Si se desconoce quien son sus progenitores hay que decir la verdad... pero con alguna leyenda que instale al niño en la misma categoría en la que todos nacemos: Productos del amor entre dos seres humanos: macho y hembra. Un mito fundante que los lleve hasta nosotros... 
-Si el niño proviene de otra cultura o etnia dejemos que sea EL quien reclame o no conocerla.  No hay adopción más fallida que la que hace que un niño trasplantado de cultura se eduque con pautas de la cultura de donde proviene...
Es como si se le recordara de continuo: No eres de los nuestros!!!  cuando en realidad se trata de lo contrario: educar a nuestros hijos con NUESTRAS pautas de cultura....según NUESTRAS tradiciones...
Educar a un niño con pautas de su cultura de origen no es adoptarlo sino criarlo...
Es muy loable si se quiere... pero no es adopción...
Si el niño tiene rasgos raciales distintivos...¡que los exhiba como una diferencia valiosa...! ¿Por qué no gozar de la exclusividad de ser distinto a las mayorías?
Las bromas y desprecios que los chicos suelen hacer frente a diferencias raciales o culturales (sobre todo en la edad escolar) encuentran suelo firme en la auto desvalorización que algunos niños experimentan por verse distintos. Porque además de distintos se sienten inferiores.
Hay que darles vuelta el discurso y entender que la posición de diferente puede ser una posición de ventaja no necesariamente inferior. No hay que aliarse con quienes los marginan, enseñar a defenderse desde chicos. 
-Contar la verdad sólo en la medida que lo vaya solicitando, hay gente que por honrar la verdad termina haciendo daño a un niño que no esta preparado para recibir o no quiere sencillamente saber qué pasó... es una posición un tanto difícil pero debe ser respetada...
¿Por qué no aceptar que a veces los niños temen conocer cosas por miedo a perder lo que tienen?...  
-Contar al niño NUESTRA infancia más que la de ellos antes nuestro.

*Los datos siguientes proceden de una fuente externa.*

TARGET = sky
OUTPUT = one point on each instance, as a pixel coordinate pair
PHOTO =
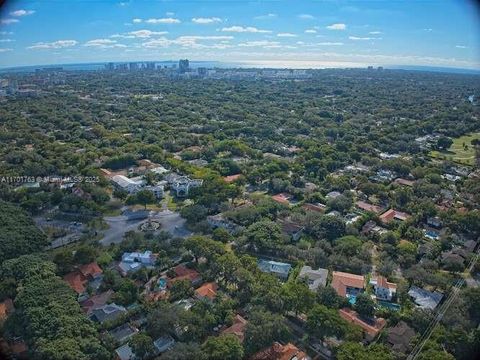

Nunca termino de insistir que contarles a los niños nuestra propia vida es darles un origen, puesto que ellos vislumbran su familia antes de su llegada.
Llenan su propio "álbum de fotos", ven allí sus abuelos, tíos,,, arman una cadena...
Cuando escuchan las historias en blanco y negro de nuestra infancia se sienten como viviendo una vida pasada a la que le otorgan una continuidad...  
- Hay una última cosa que se me ocurre destacar y es el papel de los abuelos y la familia de extensión (tíos, tías, primos, etc).
El niño debería ser valorado por ellos como un digno representante.
Los padres deberían apartarles de miembros de la familia que le desprecien o ignoren, incluso haciendo saber al niño que nos oponemos a esta postura, puesto que, además de los padres, un niño es adoptado por una familia y esto implica entrar a un sistema de valores, relaciones y mitos que excede el marco de papá y mamá.
La familia de extensión debería sellar la adopción con su aceptación, si no fuera así el niño debe conocer claramente nuestra posición.
Si alguna de estas líneas de pensamiento son de utilidad valió la pena escribirlas.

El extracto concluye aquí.